Marcus Emerson jest autorem kultowego już „Dziennika Youtubera”. Pora więc na nowe wyzwania. Czy wojownicy ninja podbiją serca młodych czytelników?
Jak udaje wam się odnaleźć w nowym środowisku? Zmiana pracy, szkoły to dla was pestka, a może droga pełna stresu, niepewności i obawy przed brakiem akceptacji? Przed takim wyzwaniem staje nieśmiały Chase Cooper. Jak sam twierdzi, rodzice zgotowali mu społeczną śmierć, bo kto polubi zwykłego, niezbyt popularnego chudzielca, który w środku roku szkolnego pojawia się na korytarzu. Na szczęście z pomocą przychodzi mu kuzynka Zoe i sekretny klan ninja, który wpędzi go w ogromne tarapaty.
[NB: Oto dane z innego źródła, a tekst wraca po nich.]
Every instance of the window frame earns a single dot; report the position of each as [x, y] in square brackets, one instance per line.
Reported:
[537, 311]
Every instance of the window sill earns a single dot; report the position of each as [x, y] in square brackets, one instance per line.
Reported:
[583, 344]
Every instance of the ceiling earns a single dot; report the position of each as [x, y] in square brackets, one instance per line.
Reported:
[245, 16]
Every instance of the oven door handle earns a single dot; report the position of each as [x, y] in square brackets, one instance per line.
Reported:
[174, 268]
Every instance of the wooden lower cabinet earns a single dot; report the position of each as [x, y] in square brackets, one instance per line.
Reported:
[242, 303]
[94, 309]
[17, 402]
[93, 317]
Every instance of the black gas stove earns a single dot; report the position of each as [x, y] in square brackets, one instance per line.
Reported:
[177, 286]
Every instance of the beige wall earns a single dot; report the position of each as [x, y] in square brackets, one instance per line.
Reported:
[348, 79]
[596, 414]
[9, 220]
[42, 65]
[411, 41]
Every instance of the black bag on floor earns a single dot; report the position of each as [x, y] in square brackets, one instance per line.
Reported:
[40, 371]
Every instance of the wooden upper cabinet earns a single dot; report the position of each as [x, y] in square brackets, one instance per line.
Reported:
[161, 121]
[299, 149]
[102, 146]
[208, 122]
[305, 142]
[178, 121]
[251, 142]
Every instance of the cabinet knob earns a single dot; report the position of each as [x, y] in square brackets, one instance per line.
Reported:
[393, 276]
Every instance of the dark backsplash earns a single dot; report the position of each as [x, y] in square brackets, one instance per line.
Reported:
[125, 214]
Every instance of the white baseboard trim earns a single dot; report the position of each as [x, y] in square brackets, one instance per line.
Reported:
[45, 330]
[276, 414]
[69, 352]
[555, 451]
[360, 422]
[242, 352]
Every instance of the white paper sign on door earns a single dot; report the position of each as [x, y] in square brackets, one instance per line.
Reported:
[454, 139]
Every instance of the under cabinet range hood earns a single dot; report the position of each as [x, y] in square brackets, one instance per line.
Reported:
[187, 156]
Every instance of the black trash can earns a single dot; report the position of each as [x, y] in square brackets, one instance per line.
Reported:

Czy wiedzieliście, że wojownicy ninja nie są wcale pozytywnymi bohaterami? W mojej młodości Wojownicze Żółwie Ninja sprawiły, że o zamaskowanych bohaterach miałam tylko pozytywne wyobrażenie, ale Marcus Emerson zburzył ten mit w mojej głowie. Tajemniczy wojownicy, których spotykają Zoe oraz Chase są z pewnością fascynujący, pociągający, ale przy tym mocno niejednoznaczni moralnie. Przed adeptami zostanie postawione zadanie, a właściwie misja. Chase stanie przed trudnym wyborem: lojalność, czy akceptacja w grupie. Jaką decyzję podejmie? Warto się przekonać.
„Dziennik wojownika ninja. Pierwsze wyzwanie” to książka, której treść mieści się na około stu stronach, więc każdy młody czytelnik jest w stanie przez nią przebrnąć. Emerson nie wpada w moralizatorski ton, ale pokazuje sytuacje, z którymi możemy spotkać się podczas szkolnej codzienności. Akcja jest płynna, a całość uzupełniają czarno-białe ilustracje. Książka skierowana jest do dzieci w przedziale wiekowym 9-14 lat. Po lekturze miałam mały niedosyt, ale mam wrażenie, że pierwszy tom to jedynie wprowadzenie do serii pełnej przygód. Mam głęboką nadzieję, że się nie pomyliłam i Chase Cooper jeszcze niejednokrotnie mnie zaskoczy. Mieszane uczucia pojawiły się, ponieważ nie byłam w stanie polubić żadnego z bohaterów, nie miałam czasu, aby się z nimi zaprzyjaźnić. Może to jednak kwestia rocznika i przyzwyczajeń. Mnie trzeba złapać od razu za serce, zaciekawić i zatrzymać przy sobie, a tu nie było na to czasu. Dzieciaki nie lubią przegadanych opowieści i w ten trend idealnie wpisuje się pierwszy tom książki „Dziennik wojownika ninja”. Pomysł na całą serię jest bardzo ciekawy. Liczę, że Marcus Emerson tego nie zepsuł, a wszystko wskazuje na to, że nie, bo na światowym rynku wydawniczym można już kupić dwunastą odsłonę przygód wojownika ninja. Warto podsunąć tę książkę dziecku i zobaczyć, czy świat ninja to „coś” dla niego.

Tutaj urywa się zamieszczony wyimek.